Sweepstake/Lottery frauds see you receiving an email from someone who says you have won a lottery or sweepstake with a huge prize, but for complicated reasons, they need you to pay a registration fee, money-handling fee, transfer fee, or some other kind of invented cost. You won’t get the winnings and you will struggle to get that ‘fee’ back too.
Catfishing/online dating fraud is where someone pretends to be someone they are not -- a charming and sexy suitor -- who flatters you at first, but soon has lots of problems that need money to fix. Exploiting loneliness and a desire for love, catfishing is booming during isolation.
Location based scams are common. You'll receive an email or other kind of message from someone asking you to help them get a large sum of money to/from a particular country. The fraudster promises you a cut but expects you to send ‘an advanced fee’ before they can start the process. And, you guessed it, the ‘advanced fee’ is gone and the money never arrives.
Six ways to protect yourself from online fraud
So, what can you do to protect yourself? Here are some easy things you can do right now:
1. Be aware of what the common scams are
Brilliant news! You just did this by reading the start of this article. Also, keep vigilant when you’re reading newspapers or watching the news. New frauds and scams are often reported and keeping yourself informed will help you to avoid becoming a victim.
2. Your personal information should be… personal and confidential
Don’t give out your personal information on the phone, via email, or in any form of internet chat. You should initiate contact with banks or other finance companies you deal with. Don’t keep your credit card details in unencrypted email accounts, and don’t write passwords in plain text in a file on your computer or phone. Consider using a password manager. There are lots of options to choose from and they’re easy to set up.
3. Change passwords and PINs twice a year
Simply that. Change your passwords and PINs at least twice a year. And sign up for Have I Been Pwned, a free service that alerts you if any of your online accounts could have been compromised.
4. Get your credit report
Checking your bank statements each month is wise, but go further and order your credit reports.
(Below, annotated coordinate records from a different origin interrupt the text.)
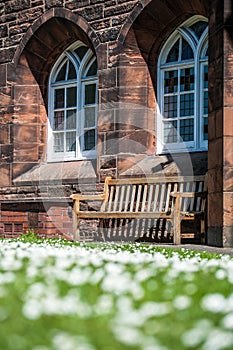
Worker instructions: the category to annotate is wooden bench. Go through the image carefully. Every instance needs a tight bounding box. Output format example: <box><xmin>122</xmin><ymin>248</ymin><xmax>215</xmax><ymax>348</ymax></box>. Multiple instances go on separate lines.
<box><xmin>71</xmin><ymin>176</ymin><xmax>206</xmax><ymax>244</ymax></box>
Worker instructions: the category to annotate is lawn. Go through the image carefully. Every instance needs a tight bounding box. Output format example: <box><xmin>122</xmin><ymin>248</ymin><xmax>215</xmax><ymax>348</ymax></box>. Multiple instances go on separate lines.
<box><xmin>0</xmin><ymin>239</ymin><xmax>233</xmax><ymax>350</ymax></box>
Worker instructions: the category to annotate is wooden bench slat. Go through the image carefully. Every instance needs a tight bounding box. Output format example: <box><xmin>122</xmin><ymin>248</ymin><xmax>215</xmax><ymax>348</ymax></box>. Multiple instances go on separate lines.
<box><xmin>71</xmin><ymin>176</ymin><xmax>207</xmax><ymax>244</ymax></box>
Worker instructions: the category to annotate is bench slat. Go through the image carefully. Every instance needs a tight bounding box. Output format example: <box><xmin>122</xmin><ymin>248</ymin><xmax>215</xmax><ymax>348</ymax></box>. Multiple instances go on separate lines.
<box><xmin>71</xmin><ymin>176</ymin><xmax>207</xmax><ymax>244</ymax></box>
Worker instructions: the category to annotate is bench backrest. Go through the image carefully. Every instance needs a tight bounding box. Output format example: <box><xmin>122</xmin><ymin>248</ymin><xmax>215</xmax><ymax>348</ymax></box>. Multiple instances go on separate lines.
<box><xmin>101</xmin><ymin>176</ymin><xmax>205</xmax><ymax>213</ymax></box>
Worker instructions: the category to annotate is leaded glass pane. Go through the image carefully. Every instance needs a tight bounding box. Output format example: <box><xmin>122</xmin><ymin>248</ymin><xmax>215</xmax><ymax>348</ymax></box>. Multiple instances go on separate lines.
<box><xmin>84</xmin><ymin>107</ymin><xmax>95</xmax><ymax>128</ymax></box>
<box><xmin>84</xmin><ymin>129</ymin><xmax>95</xmax><ymax>151</ymax></box>
<box><xmin>180</xmin><ymin>67</ymin><xmax>194</xmax><ymax>91</ymax></box>
<box><xmin>190</xmin><ymin>21</ymin><xmax>208</xmax><ymax>39</ymax></box>
<box><xmin>74</xmin><ymin>46</ymin><xmax>88</xmax><ymax>61</ymax></box>
<box><xmin>56</xmin><ymin>63</ymin><xmax>67</xmax><ymax>81</ymax></box>
<box><xmin>54</xmin><ymin>89</ymin><xmax>65</xmax><ymax>108</ymax></box>
<box><xmin>164</xmin><ymin>70</ymin><xmax>178</xmax><ymax>94</ymax></box>
<box><xmin>164</xmin><ymin>96</ymin><xmax>177</xmax><ymax>118</ymax></box>
<box><xmin>181</xmin><ymin>38</ymin><xmax>194</xmax><ymax>61</ymax></box>
<box><xmin>180</xmin><ymin>94</ymin><xmax>194</xmax><ymax>117</ymax></box>
<box><xmin>203</xmin><ymin>91</ymin><xmax>208</xmax><ymax>115</ymax></box>
<box><xmin>203</xmin><ymin>117</ymin><xmax>208</xmax><ymax>141</ymax></box>
<box><xmin>53</xmin><ymin>111</ymin><xmax>64</xmax><ymax>130</ymax></box>
<box><xmin>180</xmin><ymin>119</ymin><xmax>194</xmax><ymax>142</ymax></box>
<box><xmin>204</xmin><ymin>65</ymin><xmax>208</xmax><ymax>89</ymax></box>
<box><xmin>53</xmin><ymin>132</ymin><xmax>64</xmax><ymax>153</ymax></box>
<box><xmin>66</xmin><ymin>87</ymin><xmax>77</xmax><ymax>107</ymax></box>
<box><xmin>66</xmin><ymin>131</ymin><xmax>76</xmax><ymax>152</ymax></box>
<box><xmin>68</xmin><ymin>61</ymin><xmax>76</xmax><ymax>80</ymax></box>
<box><xmin>163</xmin><ymin>120</ymin><xmax>177</xmax><ymax>143</ymax></box>
<box><xmin>85</xmin><ymin>84</ymin><xmax>96</xmax><ymax>105</ymax></box>
<box><xmin>66</xmin><ymin>109</ymin><xmax>76</xmax><ymax>130</ymax></box>
<box><xmin>166</xmin><ymin>39</ymin><xmax>180</xmax><ymax>63</ymax></box>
They’ll help to highlight if anyone has been using your identity to spend money in ways that don’t show up on your regular statements.
5. Shred old documents
Once you have no use for a document with your personal details on it anymore -- shred it. If you’re self-employed, remember that you need to retain information about your income for at least 5 years after each tax return.
6. Keep an eye out for odd transactions
Set up all the optional security measures on business bank accounts and personal current account. Two-factor authentication and text message alerts about unusual transactions can be massively useful in protecting yourself from fraud.
While fraud is common, you can protect yourself effectively. Don’t be worried, be vigilant.